Vettel: Why all of a sudden without a special helmet on Sunday?
But was he still the same after Sunday’s race in Canada? Then suddenly Vettel competed not with his particular helmet design, but in the usual colours. When asked why that was so, Vettel told Sky: “I don’t want to say anything about it right now, I have more than one helmet.”
‘Sky’ in turn reported that Vettel had been asked by his Formula 1 team Aston Martin not to use the special design on Sunday – possibly in response to statements from Canada’s Energy Minister Savage.
Vettel is asked if he has succumbed to team pressure. Answer: “Any other questions?” And Vettel laughs, then the interview is over.
What team boss Mike Krack says about it
Team owner Mike Krack, however, answers questions from reporters – and denies that Aston Martin Vettel has banned the campaign helmet.
Crack continues: “He wanted to attract attention with the shirt and helmet. At some point he decided he created this attention. That’s all. Then he dropped it again. He can’t wear the same shirt every day.” You, we can’t either.”

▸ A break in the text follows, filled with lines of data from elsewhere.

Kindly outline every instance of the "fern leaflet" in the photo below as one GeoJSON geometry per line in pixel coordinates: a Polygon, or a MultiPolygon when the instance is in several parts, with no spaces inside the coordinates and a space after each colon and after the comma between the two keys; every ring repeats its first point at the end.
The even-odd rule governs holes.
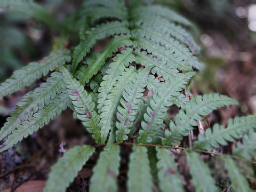
{"type": "Polygon", "coordinates": [[[239,157],[251,159],[256,153],[256,134],[250,130],[248,135],[244,135],[243,144],[238,142],[237,146],[232,149],[232,154],[239,157]]]}
{"type": "Polygon", "coordinates": [[[193,129],[193,126],[198,125],[196,120],[202,120],[203,115],[208,115],[220,107],[237,104],[234,99],[219,94],[205,94],[192,98],[186,105],[186,114],[182,109],[180,110],[174,121],[170,124],[171,131],[165,131],[165,138],[162,140],[163,145],[177,145],[183,136],[187,135],[189,131],[193,129]]]}
{"type": "Polygon", "coordinates": [[[100,140],[100,116],[93,110],[95,103],[92,97],[80,83],[73,77],[68,70],[61,67],[69,97],[77,112],[77,118],[81,120],[92,137],[98,142],[100,140]]]}
{"type": "Polygon", "coordinates": [[[104,103],[104,106],[101,109],[100,114],[100,123],[102,125],[100,131],[101,143],[106,141],[109,130],[114,129],[114,121],[116,118],[115,114],[117,112],[117,107],[125,90],[125,85],[135,75],[134,67],[132,66],[129,68],[125,68],[125,70],[122,75],[117,79],[114,87],[110,90],[107,99],[104,103]]]}
{"type": "Polygon", "coordinates": [[[61,89],[65,87],[63,76],[55,72],[51,74],[47,82],[42,83],[40,87],[23,97],[0,130],[0,141],[19,127],[34,113],[48,105],[51,99],[54,99],[56,94],[60,94],[61,89]]]}
{"type": "Polygon", "coordinates": [[[50,119],[55,118],[57,115],[60,114],[63,110],[69,107],[71,103],[68,94],[65,90],[62,92],[63,93],[57,95],[54,99],[51,100],[48,106],[34,114],[18,129],[13,131],[4,142],[4,147],[0,149],[0,153],[10,148],[18,141],[37,131],[38,129],[47,124],[50,119]]]}
{"type": "Polygon", "coordinates": [[[237,191],[251,191],[246,179],[239,171],[236,162],[229,157],[222,156],[225,168],[228,171],[228,175],[231,181],[233,189],[237,191]]]}
{"type": "Polygon", "coordinates": [[[157,43],[160,42],[166,49],[172,50],[176,57],[185,60],[190,66],[199,69],[202,69],[202,64],[193,55],[192,53],[186,46],[180,44],[178,41],[175,41],[173,38],[165,37],[163,30],[153,26],[145,24],[137,26],[131,30],[132,36],[135,38],[145,38],[147,41],[151,39],[157,43]]]}
{"type": "Polygon", "coordinates": [[[197,191],[219,191],[215,186],[215,181],[211,176],[211,172],[200,155],[195,152],[186,153],[187,161],[192,175],[192,182],[197,191]]]}
{"type": "Polygon", "coordinates": [[[180,175],[178,172],[177,166],[174,159],[169,149],[156,147],[157,156],[158,162],[157,164],[158,170],[159,187],[162,191],[183,191],[182,182],[180,175]]]}
{"type": "Polygon", "coordinates": [[[84,145],[66,152],[52,166],[44,191],[65,191],[94,151],[95,148],[84,145]]]}
{"type": "Polygon", "coordinates": [[[104,148],[93,170],[90,191],[117,191],[117,178],[121,160],[119,151],[119,147],[113,144],[109,144],[104,148]]]}
{"type": "Polygon", "coordinates": [[[110,57],[113,52],[116,52],[117,47],[119,47],[122,45],[129,46],[132,44],[132,41],[130,39],[130,35],[124,35],[115,36],[104,49],[104,50],[99,54],[93,62],[85,69],[85,74],[80,79],[81,84],[88,83],[93,75],[96,74],[102,66],[105,63],[106,59],[108,57],[110,57]]]}
{"type": "Polygon", "coordinates": [[[128,191],[152,191],[152,176],[147,148],[134,145],[128,171],[128,191]]]}
{"type": "Polygon", "coordinates": [[[58,54],[52,53],[44,58],[40,63],[31,62],[21,69],[15,71],[10,78],[3,83],[0,86],[0,98],[29,85],[42,75],[46,75],[60,65],[70,61],[68,50],[60,51],[58,54]]]}
{"type": "Polygon", "coordinates": [[[183,105],[188,101],[183,94],[180,93],[185,88],[194,73],[179,74],[175,78],[168,79],[165,83],[160,83],[157,93],[153,94],[150,100],[150,107],[147,108],[147,113],[144,114],[144,121],[141,122],[141,129],[139,132],[139,143],[150,143],[156,131],[163,128],[163,119],[167,113],[168,107],[175,104],[174,101],[178,99],[183,105]]]}
{"type": "Polygon", "coordinates": [[[126,50],[122,51],[121,54],[114,58],[114,62],[109,65],[109,68],[106,71],[106,75],[103,77],[103,81],[100,84],[101,87],[99,89],[100,93],[98,108],[100,111],[117,78],[121,76],[125,67],[128,67],[129,63],[135,61],[133,51],[132,49],[127,47],[126,50]]]}
{"type": "Polygon", "coordinates": [[[126,84],[121,98],[122,106],[117,107],[116,117],[119,122],[116,122],[118,130],[116,131],[117,142],[123,142],[128,139],[126,134],[130,133],[130,129],[136,118],[137,110],[139,107],[143,92],[145,91],[149,69],[143,69],[138,71],[132,80],[126,84]]]}
{"type": "Polygon", "coordinates": [[[177,74],[179,72],[178,70],[170,68],[167,65],[164,65],[161,61],[157,61],[152,55],[147,54],[146,51],[140,52],[139,49],[136,49],[134,51],[135,62],[141,65],[145,65],[146,67],[151,68],[151,72],[153,74],[156,73],[165,79],[177,76],[177,74]]]}
{"type": "Polygon", "coordinates": [[[158,59],[163,61],[163,64],[167,63],[170,68],[179,69],[191,71],[192,67],[188,65],[186,61],[182,60],[173,51],[166,49],[166,47],[161,46],[151,39],[134,37],[132,36],[133,45],[134,47],[147,50],[148,53],[155,55],[158,59]]]}
{"type": "Polygon", "coordinates": [[[81,41],[73,53],[72,62],[72,72],[74,73],[83,59],[86,55],[98,40],[115,34],[129,34],[130,30],[126,22],[113,21],[102,23],[92,28],[90,31],[82,34],[81,41]]]}
{"type": "Polygon", "coordinates": [[[240,135],[248,133],[250,130],[256,128],[256,117],[247,116],[230,118],[226,129],[218,124],[214,125],[212,129],[207,129],[204,137],[198,135],[198,140],[195,141],[194,148],[196,149],[211,150],[213,147],[219,147],[220,145],[227,145],[228,141],[233,141],[240,135]]]}

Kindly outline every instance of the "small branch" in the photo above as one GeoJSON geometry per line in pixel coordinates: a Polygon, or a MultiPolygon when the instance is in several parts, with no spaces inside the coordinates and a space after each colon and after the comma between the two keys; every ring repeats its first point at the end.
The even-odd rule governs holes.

Krack is asked if it was Vettel’s own decision. Answer: “He usually tells us in advance what he’s going to do well. And then we agree on how it can be done. In the past it was usually a Friday thing or a Friday and It was Saturday.” And: “He can make decisions independently. We talk about it.”
So if Vettel wanted, the final question from the Aston Martin team boss was, could he wear the special helmet on Sunday as well? Crack confirms and says “He’s a free man!”
As such, Vettel has repeatedly taken a stand on certain issues in recent times. For example, in Hungary, he wore a rainbow shirt to promote greater diversity, and at the first Miami Grand Prix he drew attention to rising sea levels.